Swine enteroids have numerous advantages as in vitro models to investigate host pathogen interactions over other cell and tissue culture models. The feasibility of maintaining the enteroid culture in laboratory conditions decreases the need for euthanasia of numerous animals to provide intestinal samples. Additionally, culturing swine enteroids without cell immortalization or genetic modification for high cellular proliferation allows for the assessment of the different signaling pathways of the epithelial cells affected by L. intracellularis infection.
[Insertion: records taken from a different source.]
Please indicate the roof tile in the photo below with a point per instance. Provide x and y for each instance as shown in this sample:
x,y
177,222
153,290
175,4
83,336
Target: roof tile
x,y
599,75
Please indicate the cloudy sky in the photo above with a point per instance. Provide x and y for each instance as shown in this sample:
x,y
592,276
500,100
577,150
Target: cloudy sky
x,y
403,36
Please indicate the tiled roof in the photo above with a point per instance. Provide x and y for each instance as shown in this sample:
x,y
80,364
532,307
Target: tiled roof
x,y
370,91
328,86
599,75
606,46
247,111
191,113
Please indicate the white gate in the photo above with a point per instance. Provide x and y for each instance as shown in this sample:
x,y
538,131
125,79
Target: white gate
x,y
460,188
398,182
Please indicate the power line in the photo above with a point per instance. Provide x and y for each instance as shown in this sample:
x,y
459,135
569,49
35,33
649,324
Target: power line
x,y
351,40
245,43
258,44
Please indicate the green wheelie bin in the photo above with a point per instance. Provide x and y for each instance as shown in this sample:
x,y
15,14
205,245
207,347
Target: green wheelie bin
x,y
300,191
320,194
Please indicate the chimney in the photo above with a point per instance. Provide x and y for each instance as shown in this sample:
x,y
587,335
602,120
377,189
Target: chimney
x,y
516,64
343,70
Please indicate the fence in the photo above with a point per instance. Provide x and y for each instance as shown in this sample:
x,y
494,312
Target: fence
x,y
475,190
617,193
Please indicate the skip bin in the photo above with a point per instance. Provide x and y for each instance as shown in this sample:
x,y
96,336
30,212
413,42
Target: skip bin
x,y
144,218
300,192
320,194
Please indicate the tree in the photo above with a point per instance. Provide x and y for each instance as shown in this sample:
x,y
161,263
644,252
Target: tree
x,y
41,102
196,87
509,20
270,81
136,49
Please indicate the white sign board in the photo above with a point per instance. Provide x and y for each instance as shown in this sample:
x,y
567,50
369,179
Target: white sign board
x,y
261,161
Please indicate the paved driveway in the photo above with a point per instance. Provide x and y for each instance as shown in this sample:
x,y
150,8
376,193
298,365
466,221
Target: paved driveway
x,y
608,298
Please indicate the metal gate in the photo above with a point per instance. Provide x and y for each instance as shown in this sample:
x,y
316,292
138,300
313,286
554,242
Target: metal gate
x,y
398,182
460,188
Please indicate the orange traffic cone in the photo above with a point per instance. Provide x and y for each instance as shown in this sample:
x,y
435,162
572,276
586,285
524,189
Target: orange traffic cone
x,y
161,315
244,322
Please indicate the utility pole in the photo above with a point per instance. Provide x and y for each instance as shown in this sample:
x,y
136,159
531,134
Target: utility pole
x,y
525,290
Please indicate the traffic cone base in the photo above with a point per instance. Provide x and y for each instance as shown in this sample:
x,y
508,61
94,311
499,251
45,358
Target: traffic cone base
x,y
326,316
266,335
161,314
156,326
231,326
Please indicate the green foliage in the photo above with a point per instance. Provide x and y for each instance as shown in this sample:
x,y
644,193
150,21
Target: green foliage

The incubation period for L. intracellularis infection in pigs in vivo is about 11 days (Guedes et al., 2017), so we speculate that the length of the experiment (7 days) may not be sufficient to allow any long-term effects of L. intracellularis infection to develop in vitro, including the observation of hyperplasia. Future experiments will also account for this variable and will include transwells infected with L. intracellularis for longer than 14 days. Based on the results presented here, we defined that enteroids should be infected with L. intracellularis inocula at a concentration of about 107L. intracellularis organisms/mL. Further analysis of the impact of L. intracellularis infection on the epithelial cell distribution and proliferation are needed. Long term, L. intracellularis infection of swine enteroids can be exploited in several ways such as to study 1) early host–pathogen events (endocytic process of L. intracellularis in intestinal epithelial cells); 2) phenotypic identification of the primary epithelial cells infected by L. intracellularis; 3) gene editing in swine enteroids to investigate the signaling pathways involved in L. intracellularis-induced proliferation; and 4) route of neighbor-cell infection during L. intracellularis propagation.

Our study provides proof-of-concept that swine enteroids allow L. intracellularis infection and propagation. We anticipate future studies that will assess the utility of two-dimensional swine enteroids as revolutionary models for the evaluation of novel therapeutics, vaccine candidates, and host–pathogen interactions involved during infection by L. intracellularis, accelerating the advancement of interventional strategies against this important pathogen in the swine industry.